Practical Implications for Corporates and Investors

(Cross‑border crypto transfers presently fall outside exchange‑control approvals. Until the EC Regulations are amended, exporting Bitcoin or other crypto‑assets from South Africa will not, in itself, breach Regulations 3 or 10. Banks and secured creditors enjoy strengthened protections. Properly executed pledge‑and‑cession agreements give banks a defensible interest against FinSurv forfeiture, provided the underlying debt was incurred in the ordinary course of business.

SARB’s enforcement toolkit is narrowed and accordingly future forfeiture applications premised solely on crypto dealings will face the same definitional hurdle. Crypto‑asset service providers remain subject to Financial Sector Conduct Authority (“the FSCA”) licensing and Financial Advisory and Intermediary Services Act 37 of 2002 compliance, but not to exchange‑control reporting.

Recommended Action Points

Corporates moving value offshore via crypto‑assets should nonetheless maintain robust anti‑money‑laundering and sanctions‑screening processes, mindful that other statutes, including the Financial Intelligence Centre Act 38 of 2001 and the Prevention of Organised Crime Act 121 of 1998, continue to apply. Authorised Dealers should also revisit their internal policies.

While FinSurv circulars currently state that crypto transfers cannot be approved under exchange‑control rules, transactional monitoring should track rand‑to‑crypto conversions to manage reputational and Anti-Money Laundering risk. Lenders taking security over cash deposits should document pledge and cession arrangements meticulously and register ancillary security where appropriate, to ensure the ‘bona fide purchaser’ defence is available. Entities engaged in initial‑coin offerings, tokenisation or cross‑border crypto settlements should consider voluntary disclosure to FinSurv until legislative clarity emerges.

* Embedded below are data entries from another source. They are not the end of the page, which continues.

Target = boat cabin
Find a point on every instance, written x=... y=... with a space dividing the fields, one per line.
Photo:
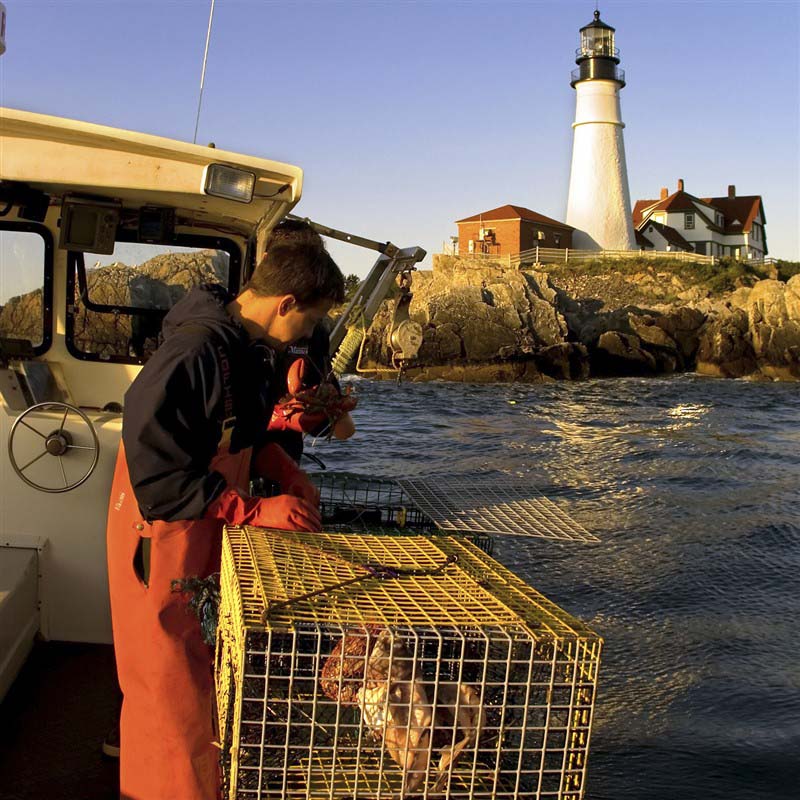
x=101 y=231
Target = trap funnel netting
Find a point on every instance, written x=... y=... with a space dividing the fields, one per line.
x=356 y=665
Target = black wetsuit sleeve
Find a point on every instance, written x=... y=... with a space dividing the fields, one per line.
x=171 y=430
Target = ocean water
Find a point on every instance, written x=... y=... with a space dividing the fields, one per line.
x=693 y=486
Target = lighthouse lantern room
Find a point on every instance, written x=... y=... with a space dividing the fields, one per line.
x=599 y=205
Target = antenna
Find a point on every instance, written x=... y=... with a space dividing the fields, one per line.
x=203 y=73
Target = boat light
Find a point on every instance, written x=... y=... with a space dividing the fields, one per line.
x=229 y=182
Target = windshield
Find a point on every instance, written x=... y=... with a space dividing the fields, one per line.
x=118 y=301
x=25 y=286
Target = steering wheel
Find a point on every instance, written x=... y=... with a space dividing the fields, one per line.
x=58 y=443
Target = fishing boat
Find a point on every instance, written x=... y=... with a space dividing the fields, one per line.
x=101 y=231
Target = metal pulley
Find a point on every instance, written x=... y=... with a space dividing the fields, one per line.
x=405 y=336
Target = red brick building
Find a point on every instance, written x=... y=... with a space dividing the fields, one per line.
x=510 y=229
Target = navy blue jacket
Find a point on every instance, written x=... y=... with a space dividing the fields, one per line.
x=208 y=372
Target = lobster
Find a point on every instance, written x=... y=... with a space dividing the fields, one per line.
x=311 y=409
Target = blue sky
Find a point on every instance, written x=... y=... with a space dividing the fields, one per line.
x=407 y=116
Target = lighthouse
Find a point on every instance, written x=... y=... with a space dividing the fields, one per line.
x=599 y=202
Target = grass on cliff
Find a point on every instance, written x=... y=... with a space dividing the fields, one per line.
x=724 y=276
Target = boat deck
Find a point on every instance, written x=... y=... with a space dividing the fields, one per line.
x=52 y=724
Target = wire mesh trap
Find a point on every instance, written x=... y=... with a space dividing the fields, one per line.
x=373 y=666
x=492 y=506
x=352 y=503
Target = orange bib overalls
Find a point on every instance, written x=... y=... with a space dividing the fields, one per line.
x=165 y=669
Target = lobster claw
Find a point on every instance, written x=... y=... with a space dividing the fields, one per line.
x=295 y=376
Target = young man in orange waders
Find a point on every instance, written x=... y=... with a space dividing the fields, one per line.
x=193 y=418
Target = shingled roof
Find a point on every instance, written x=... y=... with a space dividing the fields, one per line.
x=742 y=209
x=514 y=212
x=670 y=234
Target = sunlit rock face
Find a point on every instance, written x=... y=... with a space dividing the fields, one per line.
x=485 y=323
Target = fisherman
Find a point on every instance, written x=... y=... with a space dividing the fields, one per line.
x=289 y=424
x=191 y=420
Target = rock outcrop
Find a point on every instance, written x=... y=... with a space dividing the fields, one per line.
x=155 y=285
x=482 y=322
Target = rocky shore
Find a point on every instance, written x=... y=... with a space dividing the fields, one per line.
x=482 y=323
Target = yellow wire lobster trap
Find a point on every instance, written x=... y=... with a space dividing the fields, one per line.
x=373 y=666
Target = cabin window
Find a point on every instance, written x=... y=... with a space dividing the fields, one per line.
x=26 y=288
x=118 y=302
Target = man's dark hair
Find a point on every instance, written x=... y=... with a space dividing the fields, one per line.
x=293 y=231
x=301 y=269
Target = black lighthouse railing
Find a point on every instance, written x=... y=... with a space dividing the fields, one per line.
x=597 y=57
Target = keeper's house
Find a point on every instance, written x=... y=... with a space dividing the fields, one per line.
x=713 y=226
x=510 y=229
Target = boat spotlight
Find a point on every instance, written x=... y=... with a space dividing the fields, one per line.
x=229 y=182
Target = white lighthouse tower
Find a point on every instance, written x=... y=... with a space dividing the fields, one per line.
x=599 y=203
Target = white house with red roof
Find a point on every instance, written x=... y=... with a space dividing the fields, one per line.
x=713 y=226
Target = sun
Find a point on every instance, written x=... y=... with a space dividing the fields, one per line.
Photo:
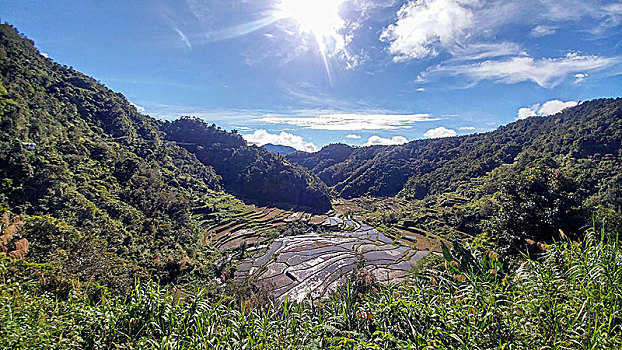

Anticipated Regulatory Developments

National Treasury has already flagged comprehensive exchange‑control reform in Annexure E to the 2025 Budget Review and is expected to consult on draft amendments that would bring crypto‑assets expressly within Regulations 3 and 10 of the EC Regulations. SARB, the FSCA, and the Prudential Authority continue to collaborate through the Inter‑Governmental Fintech Working Group, whose 2021 Crypto‑Asset Position Paper envisaged phased regulation of cross‑border use‑cases. An appeal to the Supreme Court of Appeal remains a live possibility as SARB may seek clarity to avoid divergent provincial precedents. Market participants should monitor the court roll and SARB media releases.

Concluding Remarks

The judgment is a landmark in South African commercial law, underscoring the need for statutory modernisation in the face of digital‑asset innovation. Until reform occurs, corporates can draw comfort that ordinary crypto dealings do not, per se, offend exchange‑control rules, but should remain alive to broader regulatory and contractual risks.

When dealing with issues of this nature, specialised legal advice should be taken to ensure that the issues are carefully navigated and that risks are mitigated.